Inhibition of Notch signaling by the p105 and p180 subunits of chromatin assembly factor 1 is required for follicle cell proliferation.

J Cell Sci 2019 01 25;132(2). Epub 2019 Jan 25.

Department of Biological Science, Florida State University, Tallahassee, Florida, USA

Chromatin assembly factor 1 (CAF1), a histone chaperone that mediates the deposition of histone H3/H4 onto newly synthesized DNA, is involved in Notch signaling activation during wing imaginal disc development. Here, we report another side of CAF1, wherein the subunits CAF1-p105 and CAF1-p180 (also known as CAF1-105 and CAF1-180, respectively) inhibit expression of Notch target genes and show this is required for proliferation of ovarian follicle cells. Loss-of-function of either CAF1-p105 or CAF1-p180 caused premature activation of Notch signaling reporters and early expression of the Notch target Hindsight (Hnt, also known as Pebbled), leading to Cut downregulation and inhibition of follicle cell mitosis.
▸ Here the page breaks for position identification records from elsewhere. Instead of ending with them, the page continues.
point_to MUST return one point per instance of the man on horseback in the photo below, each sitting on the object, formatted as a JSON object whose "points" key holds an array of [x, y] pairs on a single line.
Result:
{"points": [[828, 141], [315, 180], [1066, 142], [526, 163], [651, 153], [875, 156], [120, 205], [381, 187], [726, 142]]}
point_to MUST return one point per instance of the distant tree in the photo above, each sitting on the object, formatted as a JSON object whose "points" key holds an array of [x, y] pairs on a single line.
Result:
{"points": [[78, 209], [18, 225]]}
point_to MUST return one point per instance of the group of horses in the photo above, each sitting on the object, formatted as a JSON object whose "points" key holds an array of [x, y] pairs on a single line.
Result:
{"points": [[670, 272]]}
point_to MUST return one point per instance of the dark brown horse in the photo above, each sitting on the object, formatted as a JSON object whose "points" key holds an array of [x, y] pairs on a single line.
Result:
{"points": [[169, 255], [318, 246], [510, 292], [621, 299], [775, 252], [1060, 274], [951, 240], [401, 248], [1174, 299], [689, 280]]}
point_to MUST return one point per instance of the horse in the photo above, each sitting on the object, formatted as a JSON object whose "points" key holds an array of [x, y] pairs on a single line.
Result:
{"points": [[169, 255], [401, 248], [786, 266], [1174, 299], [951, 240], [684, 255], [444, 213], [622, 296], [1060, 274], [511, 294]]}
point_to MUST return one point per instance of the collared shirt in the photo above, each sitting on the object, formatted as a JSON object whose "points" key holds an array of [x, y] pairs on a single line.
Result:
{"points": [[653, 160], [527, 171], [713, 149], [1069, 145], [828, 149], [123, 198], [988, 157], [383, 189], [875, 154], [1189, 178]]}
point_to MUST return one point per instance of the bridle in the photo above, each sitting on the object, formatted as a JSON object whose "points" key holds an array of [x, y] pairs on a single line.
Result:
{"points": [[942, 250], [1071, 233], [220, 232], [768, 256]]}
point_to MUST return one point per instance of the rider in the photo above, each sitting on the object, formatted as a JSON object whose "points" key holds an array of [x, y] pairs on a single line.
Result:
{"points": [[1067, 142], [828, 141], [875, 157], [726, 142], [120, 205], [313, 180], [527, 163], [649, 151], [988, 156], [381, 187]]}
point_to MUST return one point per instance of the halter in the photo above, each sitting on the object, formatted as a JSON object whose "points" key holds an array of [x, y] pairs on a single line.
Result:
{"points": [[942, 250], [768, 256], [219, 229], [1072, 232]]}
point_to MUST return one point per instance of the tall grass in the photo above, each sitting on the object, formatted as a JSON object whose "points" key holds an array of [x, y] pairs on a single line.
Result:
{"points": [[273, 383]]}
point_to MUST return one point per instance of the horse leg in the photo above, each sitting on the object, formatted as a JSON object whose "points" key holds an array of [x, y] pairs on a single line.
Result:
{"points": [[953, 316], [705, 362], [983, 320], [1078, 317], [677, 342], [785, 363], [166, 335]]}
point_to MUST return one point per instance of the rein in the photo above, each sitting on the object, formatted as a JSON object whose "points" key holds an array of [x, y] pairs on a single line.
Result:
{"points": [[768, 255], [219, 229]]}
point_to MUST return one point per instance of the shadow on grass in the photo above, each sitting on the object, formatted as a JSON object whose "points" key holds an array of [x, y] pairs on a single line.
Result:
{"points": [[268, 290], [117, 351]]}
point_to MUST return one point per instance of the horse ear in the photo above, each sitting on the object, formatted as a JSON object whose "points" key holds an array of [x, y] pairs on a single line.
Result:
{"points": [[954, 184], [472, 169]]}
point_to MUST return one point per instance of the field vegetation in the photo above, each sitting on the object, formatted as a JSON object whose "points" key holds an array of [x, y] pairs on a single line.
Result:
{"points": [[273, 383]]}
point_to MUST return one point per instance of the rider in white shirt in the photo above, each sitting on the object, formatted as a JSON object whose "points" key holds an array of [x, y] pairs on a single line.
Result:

Our studies further show Notch is functionally responsible for these phenotypes observed in both the CAF1-p105- and CAF1-p180-deficient follicle cells. Moreover, we reveal that CAF1-p105- and CAF1-p180-dependent Cut expression is essential for inhibiting Hnt expression in follicle cells during their mitotic stage. These findings together indicate a novel negative-feedback regulatory loop between Cut and Hnt underlying CAF1-p105 and CAF-p180 regulation, which is crucial for follicle cell differentiation. In conclusion, our studies suggest CAF1 plays a dual role to sustain cell proliferation by positively or negatively regulating Notch signaling in a tissue-context-dependent manner.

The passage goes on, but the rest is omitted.